Re: [PATCH v2 7/8] PCI/AER: Add AER sysfs attributes for log ratelimits

[Date Prev][Date Next][Thread Prev][Thread Next][Date Index][Thread Index]

 



On 14/02/2025 03:35, Jon Pan-Doh wrote:
Allow userspace to read/write log ratelimits per device. Create aer/ sysfs
directory to store them and any future aer configs.

I don't think it's neccessary to keep ratelimits in a separate directory when we decided to we keep the rest of AER attributes at the dev level.

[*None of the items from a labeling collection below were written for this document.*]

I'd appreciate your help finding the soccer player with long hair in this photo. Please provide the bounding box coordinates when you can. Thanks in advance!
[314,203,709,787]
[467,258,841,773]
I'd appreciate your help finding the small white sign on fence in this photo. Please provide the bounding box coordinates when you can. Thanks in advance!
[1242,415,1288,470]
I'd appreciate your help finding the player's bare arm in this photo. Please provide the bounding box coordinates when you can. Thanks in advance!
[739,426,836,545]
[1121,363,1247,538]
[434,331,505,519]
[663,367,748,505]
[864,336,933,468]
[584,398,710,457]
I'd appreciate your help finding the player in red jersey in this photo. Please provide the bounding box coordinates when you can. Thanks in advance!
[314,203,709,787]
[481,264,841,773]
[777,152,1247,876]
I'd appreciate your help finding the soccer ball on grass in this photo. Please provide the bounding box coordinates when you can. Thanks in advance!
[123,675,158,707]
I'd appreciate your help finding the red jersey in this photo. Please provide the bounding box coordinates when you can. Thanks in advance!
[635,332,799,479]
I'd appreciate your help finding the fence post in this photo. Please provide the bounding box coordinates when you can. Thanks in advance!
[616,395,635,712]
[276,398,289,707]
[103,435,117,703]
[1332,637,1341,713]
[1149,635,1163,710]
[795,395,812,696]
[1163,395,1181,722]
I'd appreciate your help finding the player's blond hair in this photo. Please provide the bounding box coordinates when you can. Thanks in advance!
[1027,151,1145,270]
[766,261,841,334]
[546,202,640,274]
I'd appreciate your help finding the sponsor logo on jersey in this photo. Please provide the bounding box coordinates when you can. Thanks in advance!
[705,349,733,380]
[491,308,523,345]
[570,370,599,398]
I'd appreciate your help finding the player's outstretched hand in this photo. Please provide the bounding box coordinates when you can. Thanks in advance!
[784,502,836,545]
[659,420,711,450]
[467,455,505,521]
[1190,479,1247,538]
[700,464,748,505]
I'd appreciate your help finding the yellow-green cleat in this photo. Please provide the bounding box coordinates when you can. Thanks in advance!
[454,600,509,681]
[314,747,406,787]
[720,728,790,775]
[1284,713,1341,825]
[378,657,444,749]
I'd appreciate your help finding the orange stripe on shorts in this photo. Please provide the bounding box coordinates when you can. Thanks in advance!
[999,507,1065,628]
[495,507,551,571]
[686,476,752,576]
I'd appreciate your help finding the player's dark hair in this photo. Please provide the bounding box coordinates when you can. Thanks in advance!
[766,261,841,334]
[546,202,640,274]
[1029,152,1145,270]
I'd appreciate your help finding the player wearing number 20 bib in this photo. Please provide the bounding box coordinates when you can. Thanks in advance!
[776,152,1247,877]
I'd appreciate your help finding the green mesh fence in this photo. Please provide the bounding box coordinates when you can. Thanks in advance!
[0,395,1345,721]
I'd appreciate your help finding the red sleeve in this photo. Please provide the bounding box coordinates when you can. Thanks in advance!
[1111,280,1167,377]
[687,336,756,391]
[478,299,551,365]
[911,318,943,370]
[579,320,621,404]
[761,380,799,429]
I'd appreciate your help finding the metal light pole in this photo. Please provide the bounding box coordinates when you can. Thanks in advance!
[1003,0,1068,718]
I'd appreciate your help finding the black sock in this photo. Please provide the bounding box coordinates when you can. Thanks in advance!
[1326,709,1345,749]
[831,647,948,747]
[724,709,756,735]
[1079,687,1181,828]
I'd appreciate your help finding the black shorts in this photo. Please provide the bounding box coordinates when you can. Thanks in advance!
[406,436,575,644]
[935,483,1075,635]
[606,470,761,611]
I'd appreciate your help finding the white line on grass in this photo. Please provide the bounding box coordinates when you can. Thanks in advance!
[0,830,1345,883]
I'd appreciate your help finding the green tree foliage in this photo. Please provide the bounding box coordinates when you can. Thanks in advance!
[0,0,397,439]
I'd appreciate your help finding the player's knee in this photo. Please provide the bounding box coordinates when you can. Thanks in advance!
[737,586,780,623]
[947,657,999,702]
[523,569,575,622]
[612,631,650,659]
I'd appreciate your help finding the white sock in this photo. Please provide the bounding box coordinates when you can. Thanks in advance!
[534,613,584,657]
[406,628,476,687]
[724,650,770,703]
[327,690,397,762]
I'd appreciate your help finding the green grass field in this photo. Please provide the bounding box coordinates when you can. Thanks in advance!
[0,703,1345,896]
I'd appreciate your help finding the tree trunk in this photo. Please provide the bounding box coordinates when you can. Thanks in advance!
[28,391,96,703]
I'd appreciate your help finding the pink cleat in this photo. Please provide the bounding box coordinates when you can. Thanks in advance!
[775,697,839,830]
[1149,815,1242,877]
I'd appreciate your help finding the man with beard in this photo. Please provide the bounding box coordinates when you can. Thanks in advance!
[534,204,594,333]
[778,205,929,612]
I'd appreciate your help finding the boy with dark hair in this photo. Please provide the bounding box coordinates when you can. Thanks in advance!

Tested using aer-inject[1]. Configured correctable log ratelimits to 5.
Sent 6 AER errors. Observed 5 errors logged while AER stats
(cat /sys/bus/pci/devices/<dev>/aer_dev_correctable) shows 6.

[1] https://git.kernel.org/pub/scm/linux/kernel/git/gong.chen/aer-inject.git

Signed-off-by: Jon Pan-Doh <pandoh@xxxxxxxxxx>
---
  .../testing/sysfs-bus-pci-devices-aer_stats   | 20 +++++++
  Documentation/PCI/pcieaer-howto.rst           |  3 ++
  drivers/pci/pci-sysfs.c                       |  1 +
  drivers/pci/pci.h                             |  1 +
  drivers/pci/pcie/aer.c                        | 52 +++++++++++++++++++
  5 files changed, 77 insertions(+)

diff --git a/Documentation/ABI/testing/sysfs-bus-pci-devices-aer_stats b/Documentation/ABI/testing/sysfs-bus-pci-devices-aer_stats
index d1f67bb81d5d..c1221614c079 100644
--- a/Documentation/ABI/testing/sysfs-bus-pci-devices-aer_stats
+++ b/Documentation/ABI/testing/sysfs-bus-pci-devices-aer_stats
@@ -117,3 +117,23 @@ Date:		July 2018
  KernelVersion:	4.19.0
  Contact:	linux-pci@xxxxxxxxxxxxxxx, rajatja@xxxxxxxxxx
  Description:	Total number of ERR_NONFATAL messages reported to rootport.
+
+PCIe AER ratelimits
+-------------------
+
+These attributes show up under all the devices that are AER capable.
+Provides configurable ratelimits of logs/irq per error type. Writing a

This sentence seems to refer to _one_ attribute and mentions IRQ ratelimiting, which is not a part of the series.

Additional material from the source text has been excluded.